New GPUs will have even wider and faster memory buses than their predecessors, with AMD moving to 384 bits from 256 bits, and Nvidia hopping even further, to 512 bits, in their high end SKUs. But is it more beneficial in the usual graphics tasks, or for the future vector FP math jobs in GPGPU operations?
You must have noticed by now how the next generation of high end GPUs, both AMD 'Tahiti' 7900 series and Nvidia 'Kepler' GK100 processors, have further increased their memory bandwidth and even bus width as well. AMD is now one step up from the 6900 series, with its 256 bit GDDR5 memory bus being widened to 384 bits in the 7900 series coming early next month. The Nvidia GK100, a quarter or two later, will have a 512 bit wide memory bus, a hop from 384 bits seen now in the GTX580 and its Quadro & Tesla brethren. Now, this doesn't seem as complicated a job as widening the CTE over and over again for our LTA here in Singapore, but it is still quite a work, as those wider buses require more pins, power drive and present board layout challenges to get both the speed and width.

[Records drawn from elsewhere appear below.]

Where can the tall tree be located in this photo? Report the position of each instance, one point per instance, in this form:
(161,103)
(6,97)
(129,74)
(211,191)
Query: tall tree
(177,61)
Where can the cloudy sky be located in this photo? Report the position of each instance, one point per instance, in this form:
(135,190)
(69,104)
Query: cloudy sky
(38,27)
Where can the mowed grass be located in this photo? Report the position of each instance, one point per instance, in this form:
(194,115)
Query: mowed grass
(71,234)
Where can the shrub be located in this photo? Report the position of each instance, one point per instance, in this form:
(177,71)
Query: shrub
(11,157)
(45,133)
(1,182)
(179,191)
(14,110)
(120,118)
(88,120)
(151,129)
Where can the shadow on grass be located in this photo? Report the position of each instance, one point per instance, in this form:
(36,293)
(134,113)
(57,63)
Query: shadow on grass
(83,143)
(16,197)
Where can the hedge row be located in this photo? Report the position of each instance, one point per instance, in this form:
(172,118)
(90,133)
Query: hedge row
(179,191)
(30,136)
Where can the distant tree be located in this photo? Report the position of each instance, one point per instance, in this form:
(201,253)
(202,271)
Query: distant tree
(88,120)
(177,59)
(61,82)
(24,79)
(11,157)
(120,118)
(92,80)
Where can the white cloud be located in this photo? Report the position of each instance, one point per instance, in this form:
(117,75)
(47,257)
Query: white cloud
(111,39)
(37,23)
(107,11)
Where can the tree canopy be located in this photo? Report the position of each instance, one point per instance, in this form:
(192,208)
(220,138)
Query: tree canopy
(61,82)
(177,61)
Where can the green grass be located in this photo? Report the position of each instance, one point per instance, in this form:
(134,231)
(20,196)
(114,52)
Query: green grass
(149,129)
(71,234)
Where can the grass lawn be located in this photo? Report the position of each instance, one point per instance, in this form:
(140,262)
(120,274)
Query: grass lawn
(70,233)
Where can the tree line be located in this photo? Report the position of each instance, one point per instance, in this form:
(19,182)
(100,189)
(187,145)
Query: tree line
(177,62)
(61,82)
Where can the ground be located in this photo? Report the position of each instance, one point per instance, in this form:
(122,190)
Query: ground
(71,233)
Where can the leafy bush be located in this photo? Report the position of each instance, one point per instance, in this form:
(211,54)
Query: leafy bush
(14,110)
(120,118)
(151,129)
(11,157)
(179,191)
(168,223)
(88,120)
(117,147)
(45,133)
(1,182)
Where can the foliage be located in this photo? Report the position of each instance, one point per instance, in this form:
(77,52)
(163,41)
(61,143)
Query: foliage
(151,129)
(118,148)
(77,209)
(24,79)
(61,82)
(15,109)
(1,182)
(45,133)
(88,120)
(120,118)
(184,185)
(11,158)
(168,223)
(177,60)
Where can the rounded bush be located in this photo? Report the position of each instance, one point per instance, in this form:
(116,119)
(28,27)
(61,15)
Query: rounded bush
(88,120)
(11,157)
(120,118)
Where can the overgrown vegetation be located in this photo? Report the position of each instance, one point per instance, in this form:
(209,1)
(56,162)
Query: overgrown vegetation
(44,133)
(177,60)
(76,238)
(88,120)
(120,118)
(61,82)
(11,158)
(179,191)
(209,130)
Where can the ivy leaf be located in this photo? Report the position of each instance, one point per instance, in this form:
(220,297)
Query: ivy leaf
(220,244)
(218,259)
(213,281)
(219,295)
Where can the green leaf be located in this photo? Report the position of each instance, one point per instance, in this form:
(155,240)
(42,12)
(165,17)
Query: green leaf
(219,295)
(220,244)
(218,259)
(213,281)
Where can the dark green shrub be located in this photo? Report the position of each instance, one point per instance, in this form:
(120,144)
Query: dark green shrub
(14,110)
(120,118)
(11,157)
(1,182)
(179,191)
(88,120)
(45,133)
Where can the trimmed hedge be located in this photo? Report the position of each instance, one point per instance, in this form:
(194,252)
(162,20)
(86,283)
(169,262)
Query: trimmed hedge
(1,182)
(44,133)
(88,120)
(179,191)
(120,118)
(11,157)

Now, the obvious use in graphics, with – hopefully finally – 4K resolution displays coming to the PC world, and the extra refresh loads of stereoscopic 3D, comes to mind. However, the current memory subsystems on high end GPUs actually take quite a good care of that, aside from of course getting higher frame rates with faster memory. What's then the other use then for this width increase?

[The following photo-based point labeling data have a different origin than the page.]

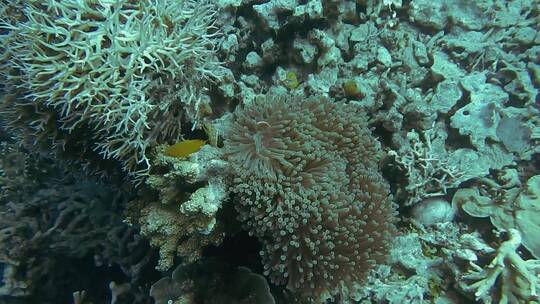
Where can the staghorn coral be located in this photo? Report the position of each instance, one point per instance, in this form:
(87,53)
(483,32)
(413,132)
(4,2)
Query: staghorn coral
(129,72)
(307,186)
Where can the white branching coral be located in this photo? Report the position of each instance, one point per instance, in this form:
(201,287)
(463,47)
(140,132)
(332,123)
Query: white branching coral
(518,279)
(132,71)
(428,174)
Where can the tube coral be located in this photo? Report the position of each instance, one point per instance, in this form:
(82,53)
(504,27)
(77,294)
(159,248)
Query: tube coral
(307,186)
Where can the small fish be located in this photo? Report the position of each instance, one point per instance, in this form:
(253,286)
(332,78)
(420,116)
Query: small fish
(184,148)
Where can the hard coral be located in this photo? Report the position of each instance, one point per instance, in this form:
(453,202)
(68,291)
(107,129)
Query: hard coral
(178,205)
(132,71)
(308,188)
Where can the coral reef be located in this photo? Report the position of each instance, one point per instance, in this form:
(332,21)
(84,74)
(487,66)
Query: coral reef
(308,187)
(54,224)
(317,116)
(518,279)
(212,281)
(508,204)
(177,209)
(130,72)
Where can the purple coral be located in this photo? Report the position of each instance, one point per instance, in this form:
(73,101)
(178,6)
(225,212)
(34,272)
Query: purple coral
(309,189)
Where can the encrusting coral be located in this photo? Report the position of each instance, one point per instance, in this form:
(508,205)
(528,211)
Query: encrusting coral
(130,72)
(308,187)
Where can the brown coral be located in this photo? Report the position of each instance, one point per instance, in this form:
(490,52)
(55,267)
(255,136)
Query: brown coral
(308,188)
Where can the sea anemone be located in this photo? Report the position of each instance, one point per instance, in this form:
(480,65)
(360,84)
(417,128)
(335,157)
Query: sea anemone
(308,187)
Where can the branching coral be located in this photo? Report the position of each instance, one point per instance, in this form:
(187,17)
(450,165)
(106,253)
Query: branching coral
(519,280)
(177,211)
(428,174)
(54,224)
(309,189)
(131,71)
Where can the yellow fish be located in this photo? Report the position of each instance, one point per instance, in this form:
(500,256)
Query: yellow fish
(184,148)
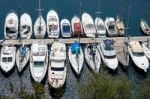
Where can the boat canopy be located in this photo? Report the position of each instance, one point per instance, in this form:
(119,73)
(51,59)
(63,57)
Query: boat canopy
(77,27)
(75,48)
(66,28)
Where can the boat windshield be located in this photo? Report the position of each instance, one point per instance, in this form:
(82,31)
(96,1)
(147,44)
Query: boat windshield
(138,53)
(38,63)
(66,28)
(7,59)
(110,57)
(11,30)
(57,68)
(100,27)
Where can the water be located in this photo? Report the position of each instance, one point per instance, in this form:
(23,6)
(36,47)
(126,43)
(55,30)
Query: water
(67,9)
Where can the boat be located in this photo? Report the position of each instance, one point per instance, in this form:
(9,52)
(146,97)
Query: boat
(108,54)
(120,26)
(65,28)
(110,26)
(57,65)
(100,27)
(76,27)
(8,54)
(38,61)
(25,26)
(88,25)
(146,48)
(138,56)
(53,28)
(145,27)
(92,57)
(22,57)
(76,57)
(40,25)
(11,26)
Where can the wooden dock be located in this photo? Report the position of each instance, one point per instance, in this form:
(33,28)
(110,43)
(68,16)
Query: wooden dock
(118,40)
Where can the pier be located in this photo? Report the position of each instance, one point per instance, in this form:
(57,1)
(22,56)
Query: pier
(118,40)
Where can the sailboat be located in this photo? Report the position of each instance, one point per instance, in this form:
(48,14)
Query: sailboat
(65,28)
(25,26)
(99,25)
(138,56)
(40,25)
(57,65)
(122,51)
(38,61)
(8,55)
(88,25)
(11,26)
(53,28)
(145,27)
(22,57)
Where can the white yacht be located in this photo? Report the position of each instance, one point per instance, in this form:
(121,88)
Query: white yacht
(11,26)
(92,57)
(40,28)
(120,26)
(22,57)
(76,57)
(57,65)
(145,27)
(53,28)
(25,26)
(111,26)
(76,27)
(138,56)
(8,53)
(108,54)
(146,48)
(100,27)
(38,61)
(65,28)
(88,25)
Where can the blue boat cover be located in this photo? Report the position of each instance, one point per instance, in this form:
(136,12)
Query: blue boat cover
(75,48)
(23,50)
(108,42)
(66,29)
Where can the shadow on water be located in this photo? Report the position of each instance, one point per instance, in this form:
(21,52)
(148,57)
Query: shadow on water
(57,93)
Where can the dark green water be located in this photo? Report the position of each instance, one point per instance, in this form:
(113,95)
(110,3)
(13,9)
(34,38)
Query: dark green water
(67,9)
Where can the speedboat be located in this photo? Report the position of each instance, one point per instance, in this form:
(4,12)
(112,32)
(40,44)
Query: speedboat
(146,48)
(76,57)
(92,57)
(25,26)
(11,26)
(38,61)
(8,54)
(100,27)
(145,27)
(40,27)
(65,28)
(138,56)
(88,25)
(108,54)
(76,27)
(111,27)
(57,65)
(120,26)
(53,24)
(22,57)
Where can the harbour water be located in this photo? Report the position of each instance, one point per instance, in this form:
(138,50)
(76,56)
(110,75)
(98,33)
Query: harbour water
(10,85)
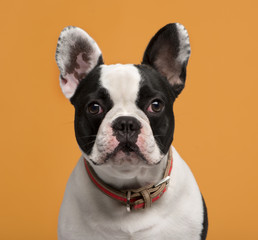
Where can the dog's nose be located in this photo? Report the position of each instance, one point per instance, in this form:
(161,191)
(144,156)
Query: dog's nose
(126,129)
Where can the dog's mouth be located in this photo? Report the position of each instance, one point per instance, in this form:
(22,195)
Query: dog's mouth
(126,150)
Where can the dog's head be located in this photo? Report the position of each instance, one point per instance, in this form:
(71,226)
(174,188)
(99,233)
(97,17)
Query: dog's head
(123,113)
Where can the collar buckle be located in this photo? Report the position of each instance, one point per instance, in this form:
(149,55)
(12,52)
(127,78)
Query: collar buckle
(164,180)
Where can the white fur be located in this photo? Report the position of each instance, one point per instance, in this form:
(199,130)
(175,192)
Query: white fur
(184,44)
(86,213)
(122,83)
(68,38)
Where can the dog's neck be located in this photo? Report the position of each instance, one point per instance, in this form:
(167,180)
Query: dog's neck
(131,177)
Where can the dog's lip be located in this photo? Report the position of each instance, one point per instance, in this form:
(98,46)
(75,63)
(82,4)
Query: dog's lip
(126,148)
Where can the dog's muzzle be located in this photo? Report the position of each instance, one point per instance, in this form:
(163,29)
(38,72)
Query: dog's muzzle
(126,130)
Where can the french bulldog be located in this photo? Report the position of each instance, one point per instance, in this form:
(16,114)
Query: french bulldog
(129,183)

Well, GPUs have very very high peak FP compute rates, but the real performance in FP-heavy code is greatly affected by the available memory bandwidth. While a game may get a 5% FPS boost from a 33% memory bus width jump, a vector FP run may gain over 20% from the same enhancement, all other things staying the same. So, whatever the vendor's primary intentions are for widening the graphics local memory buses on new GPUs, the extra bandwidth – and yes, extra capacity headroom from being able to add more chips and keep things in local RAM – will have the greatest benefit exactly for GPU compute apps. The impact? More HPC-like stuff running oh so fast on your PC, and more true HPC apps running faster on GPGPU arrays.